Menanggapi akan banyaknya kasus terhadap perempuan dan anak, tidak bisa dianggap remeh, dimana kasus pada anak tentunya akan membuat korban mengalami gangguan mental pada korban.
“Kita mengamati kasus persoalan pada anak sendiri sangat multi dimensi, artinya tidak memandang status sosialnya. Kalau aku menilai justru dari orang terdekat itu sendiri, semisal guru dengan muridnya, santri dengan kiainya/ pengasuh pondok, dan orang tua kandung dengan anaknya, kalau itu berbicara kita tentang relasi kuasa saja,” lanjut Ana.
Tidak bisa menyalahkah pada anak sebagai korban terkadang korban dirayu oleh pelaku dengan sebuah janji atau doktrin khusus, untuk memuluskan niat jahat pelaku pada korban.
“Unsur bujuk rayu atau dijanjikan atau bahkan memasukkan doktrin doktrin yang membuat anak. Akhirnya anak merasa ketakutan tidak tidak berdaya atau diperdaya mereka (koban) untuk bisa menyampaikan persoalannya pada siapapun, bahkan ada juga si anak melalukan atas dasar kerelaaan (Suka sama suka). Nah, ini sangat penting bagi publik bahwasanya Undang Undang Perlindungan Anak, itu tidak mengenal suka sama suka hukum tetap berjalan,” imbuhnya.
Untuk itu, Bulan Juni 2021 bertepatan dengan Hari Anak Nasional (HAN) ini, ditegaskan Ana, ada sekitar hampir 50 Kasus, sedangkan 2020 itu sekitar 83 kasus. Kasus tersebut diduga akan lemahnya pengawasan pada anak.
“Belajar daring itu juga membuat mentoring orang tua terhadap anak pada gadgetnya, kan tidak terkontrol. Itu juga sebagai memicu kekesaran seksual berbasis siber,” papar Ana.
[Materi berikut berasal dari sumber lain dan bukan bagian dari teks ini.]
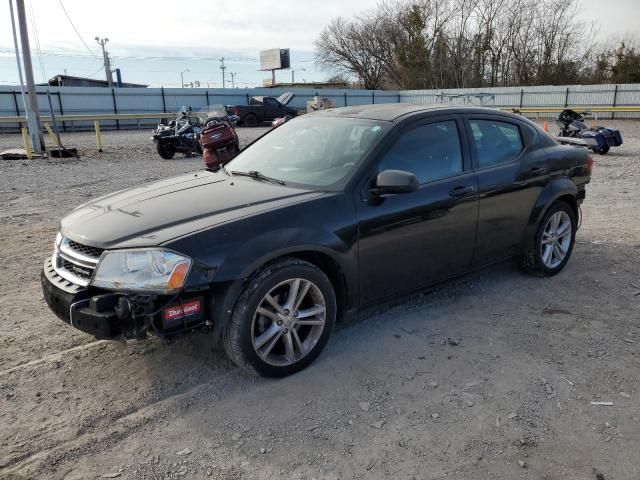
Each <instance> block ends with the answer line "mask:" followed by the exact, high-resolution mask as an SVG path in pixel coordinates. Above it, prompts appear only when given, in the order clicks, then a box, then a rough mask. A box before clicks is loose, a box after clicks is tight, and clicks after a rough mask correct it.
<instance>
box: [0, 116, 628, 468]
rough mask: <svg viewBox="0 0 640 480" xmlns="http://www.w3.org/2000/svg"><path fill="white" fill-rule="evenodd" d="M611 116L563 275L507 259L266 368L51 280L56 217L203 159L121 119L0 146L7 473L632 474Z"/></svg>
mask: <svg viewBox="0 0 640 480" xmlns="http://www.w3.org/2000/svg"><path fill="white" fill-rule="evenodd" d="M611 125H612V126H615V127H617V128H620V129H621V130H622V133H623V136H624V139H625V144H624V145H623V146H622V147H620V148H616V149H612V151H611V152H610V153H609V154H608V155H606V156H596V157H595V160H596V166H595V173H594V177H593V181H592V183H591V185H590V186H589V188H588V194H587V201H586V203H585V204H584V206H583V213H584V220H583V225H582V229H581V230H580V231H579V233H578V239H577V244H576V248H575V250H574V254H573V258H572V259H571V261H570V262H569V264H568V266H567V268H566V269H565V270H564V271H563V272H562V273H561V274H559V275H557V276H556V277H553V278H550V279H540V278H533V277H530V276H527V275H524V274H522V273H520V272H519V271H518V269H517V268H516V267H515V266H514V265H513V264H511V263H506V264H502V265H498V266H496V267H493V268H490V269H487V270H484V271H482V272H479V273H476V274H473V275H470V276H467V277H464V278H462V279H459V280H457V281H454V282H450V283H448V284H446V285H444V286H442V287H440V288H438V289H436V290H434V291H432V292H430V293H423V294H420V295H414V296H411V297H408V298H406V299H404V300H403V301H401V302H398V303H397V304H396V305H395V306H391V307H388V308H385V309H379V310H376V311H369V312H365V313H364V314H363V315H362V316H361V319H360V320H359V321H357V322H354V323H352V324H349V325H345V326H343V327H342V328H340V329H338V331H337V332H336V333H335V335H334V337H333V338H332V340H331V341H330V342H329V345H328V347H327V349H326V350H325V353H323V355H322V356H321V357H320V358H319V359H318V360H317V361H316V362H315V364H314V365H312V366H311V367H310V368H309V369H307V370H306V371H304V372H302V373H300V374H298V375H295V376H292V377H289V378H286V379H282V380H278V381H274V380H265V379H257V378H252V377H248V376H246V375H244V374H243V373H242V372H241V371H240V370H238V369H237V368H236V367H234V366H233V365H231V364H229V362H227V361H226V360H225V359H224V358H223V357H221V356H220V355H219V354H218V353H217V352H215V351H212V349H211V348H210V346H209V342H210V338H209V337H208V336H207V335H206V334H198V335H193V336H190V337H187V338H184V339H181V340H179V341H177V342H174V343H172V344H170V345H165V344H163V343H162V342H160V341H158V340H150V341H146V342H142V343H135V342H134V343H128V344H126V345H122V344H119V343H112V342H96V341H94V340H92V339H91V338H89V337H87V336H86V335H84V334H82V333H79V332H76V331H75V330H74V329H72V328H70V327H68V326H67V325H65V324H63V323H62V322H60V321H59V320H58V319H56V318H55V317H54V315H53V314H52V313H51V312H50V311H49V310H48V309H47V307H46V305H45V303H44V301H43V299H42V294H41V291H40V286H39V279H38V275H39V270H40V268H41V265H42V261H43V259H44V258H45V257H46V256H47V255H48V254H49V253H50V251H51V249H52V243H53V239H54V236H55V232H56V227H57V222H58V220H59V218H60V217H61V216H63V215H64V214H65V213H66V212H68V211H69V210H70V209H72V208H73V207H74V206H75V205H77V204H79V203H81V202H84V201H85V200H86V199H88V198H91V197H94V196H97V195H101V194H104V193H107V192H110V191H113V190H116V189H120V188H126V187H130V186H133V185H136V184H138V183H140V182H142V181H145V180H150V179H155V178H161V177H166V176H170V175H173V174H177V173H181V172H184V171H189V170H193V169H196V168H198V167H199V166H200V164H201V159H200V158H191V159H185V158H183V157H176V158H175V159H173V160H169V161H167V160H161V159H160V158H159V157H158V156H157V155H156V154H155V152H154V151H153V148H152V145H151V141H150V140H149V136H150V132H149V131H127V132H108V133H105V135H104V148H105V152H104V153H101V154H100V153H98V152H97V151H96V149H95V145H94V138H93V136H92V135H91V134H84V133H83V134H68V135H65V137H64V141H65V142H68V143H69V145H72V146H75V147H78V148H79V150H80V152H81V154H82V158H81V159H80V160H64V161H57V160H34V161H2V160H0V176H1V178H2V184H1V185H0V202H1V204H2V210H1V212H0V232H1V235H0V267H1V268H2V271H3V273H4V275H2V277H0V292H1V293H2V295H0V402H1V403H0V477H2V478H59V479H62V478H64V479H81V478H82V479H85V478H100V477H106V478H123V479H143V478H148V479H151V478H219V479H230V478H231V479H234V478H237V479H240V478H247V479H270V478H291V479H311V478H318V479H321V478H324V479H338V478H340V479H351V478H356V479H370V478H375V479H378V478H379V479H386V478H403V479H404V478H406V479H411V478H416V479H436V478H444V477H446V478H456V479H474V480H477V479H479V478H505V479H511V478H539V479H549V480H551V479H560V478H562V479H565V478H570V479H616V480H619V479H638V478H640V463H639V462H638V458H637V457H638V452H639V451H640V403H639V402H638V400H639V399H640V375H639V373H640V371H639V367H640V357H639V345H640V318H639V317H640V308H639V307H640V274H638V271H639V270H640V208H639V207H640V189H639V188H638V187H639V186H640V123H639V122H632V121H617V122H611ZM263 131H264V130H263V129H252V130H244V129H241V130H240V135H241V139H242V140H243V143H246V142H247V141H249V140H250V139H251V138H254V137H255V136H257V135H259V134H261V133H262V132H263ZM16 146H19V137H17V136H0V151H1V150H3V149H4V148H9V147H16ZM592 401H611V402H613V406H594V405H592V404H591V402H592Z"/></svg>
Dengan demikian, diungkapkan Ana WCC mendorong Pemerintah Kabupaten (Pemkab) Jombang segera menuntaskan kasus kasus persoalan terhadap anak yang hingga kini dinilai kurang responsif.
“Saya lebih sebagai cacatan ada banyak sekali beberapa persoalan anak yang harus refleksi. Jadi Hari Anak Nasional ini, bukan sebagai ajang serimoni tapi seharusnya sebagai ajang refleksi persoalan anak yang belum tertuntaskan,” ungkapnya.
Personalan tersebut ditegaskan Ana diantaranya seperti tingginya perkawinan diusia remaja, sehingga terhambat akan masa depan anak itu sendiri.
“Tingginya angka perkawinan anak, korban KS masih berpendidikan, terus KS yang menjadi orang tua tunggal. Kemudian ada korban KS yang luka fisik dan derita psikisnya itu belum tervasilitasi pemulihan atau ada anak yang lingkungan sosialnya masih penuh dengan stigma. Yang pasti Pemkab Jombang harus bisa menyikapi persoalan anak itu sendiri,” pungkasnya. (HR/red).